The Change I Want to Bring to the World
Working as a professional ballet dancer throughout my undergraduate schooling while juggling clubs, artistic, and personal commitments has strengthened my leadership skills and brought to light how important it is for me to guide others.
As a result of lacking such guidance while navigating the ballet industry, I would like to ensure future generations do not suffer through the same struggles. In ten years, I would like to have an established program for young ballet dancers to consider a path in STEM and to have a mentorship program for such individuals, with an emphasis on feminist values. There is such beauty in being a woman, and I would like to share that, keeping in mind the words of Ruth Bader Ginsberg: “fight for the things that you care about, but do it in a way that will lead others to join you.”
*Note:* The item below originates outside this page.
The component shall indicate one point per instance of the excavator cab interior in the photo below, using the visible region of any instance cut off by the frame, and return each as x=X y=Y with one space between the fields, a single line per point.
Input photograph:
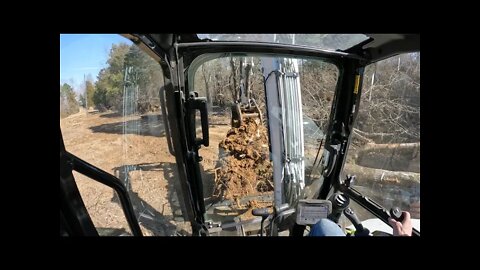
x=244 y=135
In addition to this project, I would like to develop a support system for survivors of sexual misconduct in the performing arts and a comprehensive healthcare system for female athletes that includes medical doctors, physical therapists, and psychologists. Such holistic care was never available to me at any of the organizations of which I was a part, and I believe this is a vital part of success in such demanding sports.
Furthermore, I would like to implement more “Dance for Parkinson’s” programs, in which dance classes are offered to patients with Parkinson’s Disease to improve their coordination and to treat their motor symptoms. Finding a way to integrate dance with science is very important to me.
How I’ve Been Involved in Changemaking So Far
While at the Royal Ballet School, I led the “aDvANCE” project, a 12-week endeavor to create a three-hour show which integrated my school and a class of underprivileged East London high schoolers who had never danced before. I was able to utilize my passions for choreography and leadership to harness the creative and expressive power of these young peers. The culmination of this hard work was incredible, with many meaningful and lasting friendships. The most impactful outcome for me was that many chose to keep dancing as an outlet for their pain or frustration, instead of resorting to harmful behaviors.
Now, as a Pilates and rehabilitation specialist, I am passionate about helping people heal, whether physically or psychologically. Having helped hundreds of people regain the strength to complete daily tasks has been extremely fulfilling.
Furthermore, I have served in the Women in Medicine & Science club at Columbia for three years now, working with a team of brilliant young women to solve major healthcare and educational problems in Manhattan’s social structure.
What Drew Me to This Fellowship
Everything that the Mentora Foundation stands for is deep and meaningful, and I am extremely excited for the opportunity to evolve as a human being this summer. Being a part of the Youth Changemaker Fellowship will enable me to fulfill my potential as a leader. I want to optimize my opportunities to reform medicine by approaching medical problems with an emphasis on impact, interpersonal connection, and compassion. I believe I have the ability to enact change, so I have the responsibility to do so.